Il fallimento più grande delle piattaforme di giornalismo digitale è la loro incapacità di assegnare un valore economico differente a seconda del tipo e della qualità della storia pubblicata.

Su un sito o un’app di notizie, lo spazio pubblicitario è venduto per lo stesso identico prezzo sia se si tratta di un riassunto messo su al volo da uno stagista sia se è un’inchiesta che ha richiesto un intero team di giornalisti e fact-checker.

L’unico elemento che ha un impatto sul CPM (costo per ogni mille visualizzazioni) è il piazzamento del modulo pubblicitario. Un banner collocato in homepage è molto più costoso di uno seppellito altrove nel sito. Analogamente, essere in cima allo schermo è più remunerativo che essere in fondo.

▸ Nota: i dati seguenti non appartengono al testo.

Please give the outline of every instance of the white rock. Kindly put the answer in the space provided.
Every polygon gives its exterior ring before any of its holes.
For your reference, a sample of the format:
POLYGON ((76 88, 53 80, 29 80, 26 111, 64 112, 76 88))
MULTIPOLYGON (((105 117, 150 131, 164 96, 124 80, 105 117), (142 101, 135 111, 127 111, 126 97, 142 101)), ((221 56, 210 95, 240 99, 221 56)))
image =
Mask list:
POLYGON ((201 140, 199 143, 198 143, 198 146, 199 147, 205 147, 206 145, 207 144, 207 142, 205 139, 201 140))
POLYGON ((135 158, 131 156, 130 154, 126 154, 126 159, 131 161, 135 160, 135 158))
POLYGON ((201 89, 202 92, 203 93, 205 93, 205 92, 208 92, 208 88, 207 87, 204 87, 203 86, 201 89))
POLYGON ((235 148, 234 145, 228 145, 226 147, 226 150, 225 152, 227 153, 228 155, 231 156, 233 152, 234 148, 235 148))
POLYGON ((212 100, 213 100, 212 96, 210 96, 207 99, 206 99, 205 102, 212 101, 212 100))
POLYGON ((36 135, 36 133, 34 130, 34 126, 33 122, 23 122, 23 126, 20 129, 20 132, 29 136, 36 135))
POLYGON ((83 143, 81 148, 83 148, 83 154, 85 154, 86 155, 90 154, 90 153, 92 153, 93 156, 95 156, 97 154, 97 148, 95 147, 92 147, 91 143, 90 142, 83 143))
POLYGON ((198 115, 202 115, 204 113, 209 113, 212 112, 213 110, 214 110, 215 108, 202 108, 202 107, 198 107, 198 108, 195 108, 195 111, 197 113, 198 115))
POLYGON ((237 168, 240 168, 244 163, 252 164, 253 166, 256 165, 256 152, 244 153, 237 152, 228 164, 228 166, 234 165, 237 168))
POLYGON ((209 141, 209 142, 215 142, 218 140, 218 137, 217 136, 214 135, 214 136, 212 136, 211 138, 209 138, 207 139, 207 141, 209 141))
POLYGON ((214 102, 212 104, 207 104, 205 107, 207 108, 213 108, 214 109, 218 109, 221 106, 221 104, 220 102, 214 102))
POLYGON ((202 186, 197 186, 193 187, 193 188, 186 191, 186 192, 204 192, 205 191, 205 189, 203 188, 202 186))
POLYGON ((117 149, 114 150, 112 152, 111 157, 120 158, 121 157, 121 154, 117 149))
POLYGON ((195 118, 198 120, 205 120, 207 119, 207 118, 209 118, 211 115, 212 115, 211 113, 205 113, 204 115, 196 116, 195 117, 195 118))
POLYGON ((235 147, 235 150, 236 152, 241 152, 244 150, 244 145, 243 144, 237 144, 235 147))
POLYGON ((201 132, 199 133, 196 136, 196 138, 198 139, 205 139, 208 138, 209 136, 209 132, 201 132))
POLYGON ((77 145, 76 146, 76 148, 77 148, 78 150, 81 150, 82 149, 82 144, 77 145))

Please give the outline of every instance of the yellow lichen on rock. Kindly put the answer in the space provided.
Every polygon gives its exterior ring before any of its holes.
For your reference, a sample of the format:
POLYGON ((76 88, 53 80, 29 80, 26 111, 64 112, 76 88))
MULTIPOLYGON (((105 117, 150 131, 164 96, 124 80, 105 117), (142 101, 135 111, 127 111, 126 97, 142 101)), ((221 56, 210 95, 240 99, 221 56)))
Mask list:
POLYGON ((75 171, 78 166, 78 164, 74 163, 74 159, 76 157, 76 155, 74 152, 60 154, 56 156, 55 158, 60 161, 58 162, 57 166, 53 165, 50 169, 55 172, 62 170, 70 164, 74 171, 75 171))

Ma queste differenze economiche non hanno niente a che fare con le dimensioni, la profondità e l’unicità di un articolo o con la competenza del suo autore. (…) Essere in grado di dare il giusto valore a un contenuto (un articolo, un video, etc.) collegandolo al prezzo da addebitare per la pubblicità darebbe sollievo agli editori.

Certo, l’idea di dare un valore qualitativo a una storia è difficile. Sia staticamente che dinamicamente. (…) Una notizia infatti ha un valore dinamico che cambia molto nel corso del tempo. Prendiamo alcuni casi immaginari (e tragici).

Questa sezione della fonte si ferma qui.